Les nouvelles règles sur la marijuana à des fins médicales rassurent le gouvernement Harper, mais elles risquent d'empoisonner la vie de bien des malades.

Le cadre qui entrera progressivement en vigueur à compter de mercredi prochain changera complètement la façon dont les patients auront accès, ou non, au cannabis médical. À commencer par la responsabilité de cet accès, qui passera de Santé Canada aux médecins. 

Le hic, c'est que cette responsabilité, tous les collèges de médecins du pays la rejettent, car la marijuana n'a rien à voir avec les autres médicaments qu'ils prescrivent. Non seulement le produit n'est pas approuvé par Santé Canada (il est même illégal!), mais les données scientifiques pour guider les dosages sont inexistantes.

Le système actuel, où le médecin se limite à confirmer le diagnostic qui est soumis à Santé Canada, est plus cohérent avec la pratique médicale.

Combien de médecins feront fi de leur ordre professionnel, et accepteront de rédiger des ordonnances de cannabis? S'ils ne sont pas assez nombreux, les utilisateurs actuels, et les malades intéressés, se retrouveront devant un choix cruel: s'en passer, ou s'en procurer illégalement.

L'interdiction faite aux particuliers de cultiver de la marijuana à des fins médicales pèsera aussi sur les malades qui le font pour des raisons budgétaires. En effet, les producteurs agréés, auprès desquels tous les patients seront obligés de s'approvisionner après le 31 mars, factureront les prix qu'ils veulent. Là encore, des malades pourraient devoir se tourner vers le marché noir pour trouver du cannabis à un coût qu'ils peuvent se permettre d'assumer.

Pour un gouvernement inquiet des effets indésirables du programme, c'est d'une ironie grinçante. Plus de 30 000 Canadiens détiennent une autorisation à des fins médicales. Il semble que certains, notamment en Colombie-Britannique, l'utilisent à des fins illicites. Sauf qu'ils sont tous fichés à Santé Canada: il serait facile de vérifier si leur production excède leurs besoins, et de sévir le cas échéant. Au lieu d'arracher ces mauvaises herbes, Ottawa interdit le jardinage à tout le monde. C'est excessif, et injuste. 

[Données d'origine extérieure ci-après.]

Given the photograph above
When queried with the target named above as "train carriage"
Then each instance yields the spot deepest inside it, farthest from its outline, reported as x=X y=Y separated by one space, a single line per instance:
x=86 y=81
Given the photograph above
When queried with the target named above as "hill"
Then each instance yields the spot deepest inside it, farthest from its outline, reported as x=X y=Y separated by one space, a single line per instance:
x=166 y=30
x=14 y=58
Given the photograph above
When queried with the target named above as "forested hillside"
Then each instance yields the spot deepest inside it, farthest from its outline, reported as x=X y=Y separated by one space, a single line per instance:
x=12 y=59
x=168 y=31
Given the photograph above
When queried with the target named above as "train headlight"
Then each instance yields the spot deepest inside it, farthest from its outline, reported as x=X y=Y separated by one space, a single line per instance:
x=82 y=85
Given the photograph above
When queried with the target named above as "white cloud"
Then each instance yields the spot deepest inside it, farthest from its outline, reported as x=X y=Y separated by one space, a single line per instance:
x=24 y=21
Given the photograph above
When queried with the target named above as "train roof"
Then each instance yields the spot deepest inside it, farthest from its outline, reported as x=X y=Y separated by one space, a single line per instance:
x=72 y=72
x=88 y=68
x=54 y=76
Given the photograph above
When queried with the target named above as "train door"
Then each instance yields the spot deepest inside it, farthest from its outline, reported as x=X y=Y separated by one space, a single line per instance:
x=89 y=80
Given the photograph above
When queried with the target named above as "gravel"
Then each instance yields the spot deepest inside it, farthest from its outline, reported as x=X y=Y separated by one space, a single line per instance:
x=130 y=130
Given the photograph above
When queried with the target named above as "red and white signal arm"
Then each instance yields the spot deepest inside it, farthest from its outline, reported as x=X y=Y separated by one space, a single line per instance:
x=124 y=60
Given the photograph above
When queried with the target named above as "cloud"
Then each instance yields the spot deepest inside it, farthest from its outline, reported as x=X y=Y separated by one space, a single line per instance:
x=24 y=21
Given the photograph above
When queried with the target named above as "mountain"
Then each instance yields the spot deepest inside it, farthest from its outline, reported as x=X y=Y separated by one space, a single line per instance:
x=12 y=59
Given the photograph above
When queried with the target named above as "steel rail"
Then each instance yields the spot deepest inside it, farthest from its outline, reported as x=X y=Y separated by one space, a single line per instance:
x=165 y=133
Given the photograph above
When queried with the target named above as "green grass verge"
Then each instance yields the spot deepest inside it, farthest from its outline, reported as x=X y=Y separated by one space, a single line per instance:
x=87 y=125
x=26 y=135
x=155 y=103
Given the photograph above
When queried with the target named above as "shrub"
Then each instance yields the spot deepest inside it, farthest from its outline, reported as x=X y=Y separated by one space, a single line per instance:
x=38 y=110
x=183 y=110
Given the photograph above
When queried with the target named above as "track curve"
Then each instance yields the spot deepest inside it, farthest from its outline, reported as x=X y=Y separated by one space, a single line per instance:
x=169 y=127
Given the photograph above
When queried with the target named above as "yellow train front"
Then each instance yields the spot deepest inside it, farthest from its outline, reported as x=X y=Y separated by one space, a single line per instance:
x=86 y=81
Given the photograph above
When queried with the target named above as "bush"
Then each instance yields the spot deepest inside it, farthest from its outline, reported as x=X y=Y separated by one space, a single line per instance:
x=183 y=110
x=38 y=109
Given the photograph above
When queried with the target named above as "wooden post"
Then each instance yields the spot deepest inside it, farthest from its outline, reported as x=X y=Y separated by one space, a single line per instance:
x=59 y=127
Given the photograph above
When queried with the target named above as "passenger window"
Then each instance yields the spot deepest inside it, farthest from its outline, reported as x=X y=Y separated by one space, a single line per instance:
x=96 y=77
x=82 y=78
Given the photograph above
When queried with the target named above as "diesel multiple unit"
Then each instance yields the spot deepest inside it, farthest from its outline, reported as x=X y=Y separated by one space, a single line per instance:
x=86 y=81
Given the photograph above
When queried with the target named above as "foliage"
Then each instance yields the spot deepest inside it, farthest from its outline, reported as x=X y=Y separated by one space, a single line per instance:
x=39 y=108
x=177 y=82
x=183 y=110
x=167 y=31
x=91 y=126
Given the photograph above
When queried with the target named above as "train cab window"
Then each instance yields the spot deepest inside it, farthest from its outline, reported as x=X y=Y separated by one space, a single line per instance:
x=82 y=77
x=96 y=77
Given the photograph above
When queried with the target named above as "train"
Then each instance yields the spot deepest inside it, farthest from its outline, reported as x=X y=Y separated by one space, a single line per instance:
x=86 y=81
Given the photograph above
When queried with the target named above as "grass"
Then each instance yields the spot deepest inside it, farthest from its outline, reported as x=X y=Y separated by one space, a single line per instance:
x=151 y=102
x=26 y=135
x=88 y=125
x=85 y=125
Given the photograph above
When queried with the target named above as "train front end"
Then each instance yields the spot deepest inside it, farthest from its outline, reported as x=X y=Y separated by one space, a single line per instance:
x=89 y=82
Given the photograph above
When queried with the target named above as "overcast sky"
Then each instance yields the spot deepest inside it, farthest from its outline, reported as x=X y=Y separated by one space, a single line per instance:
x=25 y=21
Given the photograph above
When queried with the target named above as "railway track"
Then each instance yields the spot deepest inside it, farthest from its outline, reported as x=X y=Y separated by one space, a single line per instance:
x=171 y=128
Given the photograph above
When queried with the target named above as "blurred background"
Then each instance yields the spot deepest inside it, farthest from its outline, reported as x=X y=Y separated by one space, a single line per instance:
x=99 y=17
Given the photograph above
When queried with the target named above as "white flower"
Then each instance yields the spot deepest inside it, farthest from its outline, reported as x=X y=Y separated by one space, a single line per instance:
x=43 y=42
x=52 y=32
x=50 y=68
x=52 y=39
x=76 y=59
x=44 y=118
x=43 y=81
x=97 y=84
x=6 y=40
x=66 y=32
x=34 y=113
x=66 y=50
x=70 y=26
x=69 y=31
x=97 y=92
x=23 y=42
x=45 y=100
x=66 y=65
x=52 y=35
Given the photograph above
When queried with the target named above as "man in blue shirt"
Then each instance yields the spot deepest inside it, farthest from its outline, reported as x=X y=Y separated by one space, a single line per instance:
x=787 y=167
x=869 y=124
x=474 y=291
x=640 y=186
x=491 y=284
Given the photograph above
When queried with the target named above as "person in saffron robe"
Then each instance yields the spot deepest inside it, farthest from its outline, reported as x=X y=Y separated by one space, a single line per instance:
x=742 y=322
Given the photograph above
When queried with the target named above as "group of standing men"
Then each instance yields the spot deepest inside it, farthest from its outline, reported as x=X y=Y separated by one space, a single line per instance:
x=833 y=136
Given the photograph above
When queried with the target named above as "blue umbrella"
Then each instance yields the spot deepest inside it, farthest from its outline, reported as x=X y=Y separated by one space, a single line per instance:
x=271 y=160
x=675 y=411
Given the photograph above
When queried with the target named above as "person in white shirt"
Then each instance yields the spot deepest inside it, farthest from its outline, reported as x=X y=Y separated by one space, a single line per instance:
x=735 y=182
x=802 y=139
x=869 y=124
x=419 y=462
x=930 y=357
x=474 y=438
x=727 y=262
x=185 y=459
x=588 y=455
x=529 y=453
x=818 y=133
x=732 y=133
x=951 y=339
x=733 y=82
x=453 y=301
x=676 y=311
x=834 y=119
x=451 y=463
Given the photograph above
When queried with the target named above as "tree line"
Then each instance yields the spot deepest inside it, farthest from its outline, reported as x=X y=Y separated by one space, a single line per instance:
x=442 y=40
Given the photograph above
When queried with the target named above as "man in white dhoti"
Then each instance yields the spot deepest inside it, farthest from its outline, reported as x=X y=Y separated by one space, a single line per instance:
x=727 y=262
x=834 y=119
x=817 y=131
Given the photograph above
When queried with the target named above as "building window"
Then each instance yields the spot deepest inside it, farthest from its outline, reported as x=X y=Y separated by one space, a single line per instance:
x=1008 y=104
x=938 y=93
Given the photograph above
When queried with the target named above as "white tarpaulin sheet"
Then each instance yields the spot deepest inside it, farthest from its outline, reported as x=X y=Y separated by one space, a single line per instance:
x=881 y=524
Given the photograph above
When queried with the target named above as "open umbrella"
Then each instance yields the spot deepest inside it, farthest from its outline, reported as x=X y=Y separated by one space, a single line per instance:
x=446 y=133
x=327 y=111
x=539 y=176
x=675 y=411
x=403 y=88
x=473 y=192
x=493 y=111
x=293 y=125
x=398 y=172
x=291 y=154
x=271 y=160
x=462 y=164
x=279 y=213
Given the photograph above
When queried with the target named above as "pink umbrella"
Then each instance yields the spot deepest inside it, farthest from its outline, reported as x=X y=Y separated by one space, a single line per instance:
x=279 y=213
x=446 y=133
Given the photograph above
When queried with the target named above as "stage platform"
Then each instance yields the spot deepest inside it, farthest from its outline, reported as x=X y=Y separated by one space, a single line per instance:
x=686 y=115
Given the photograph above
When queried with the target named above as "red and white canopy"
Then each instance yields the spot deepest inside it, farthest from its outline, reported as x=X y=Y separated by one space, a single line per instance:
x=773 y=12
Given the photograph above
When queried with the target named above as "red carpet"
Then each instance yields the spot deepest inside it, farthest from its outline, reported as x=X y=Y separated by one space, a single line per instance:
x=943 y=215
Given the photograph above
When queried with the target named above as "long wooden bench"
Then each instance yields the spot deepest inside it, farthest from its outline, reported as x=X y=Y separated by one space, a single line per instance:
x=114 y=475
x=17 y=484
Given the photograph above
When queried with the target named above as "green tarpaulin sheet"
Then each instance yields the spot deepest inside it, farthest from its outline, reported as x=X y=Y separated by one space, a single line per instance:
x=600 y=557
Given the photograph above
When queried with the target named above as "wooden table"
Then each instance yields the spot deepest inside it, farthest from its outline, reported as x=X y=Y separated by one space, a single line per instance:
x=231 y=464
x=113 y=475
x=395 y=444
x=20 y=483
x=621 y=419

On s'étonne d'ailleurs que ce gouvernement qui dit vouloir traiter la marijuana «le plus possible comme les autres narcotiques utilisés à des fins médicales» ne se donne pas les moyens de le faire. Si l'on veut traiter le cannabis comme n'importe quel médicament, il faut disposer du même type d'études. Et en l'absence d'intérêt des pharmas, il faudrait les financer avec des fonds publics. Pourtant, Ottawa n'a aucun programme de recherche en ce sens.

Loin d'être la «solution complète» annoncée, ce nouveau règlement sur la marijuana médicale risque au contraire de créer plus de problèmes qu'il n'en résout. Y compris pour le gouvernement Harper, qui se le fera certainement remettre sur le nez avant que toutes ses dispositions ne s'appliquent, le 1er avril prochain.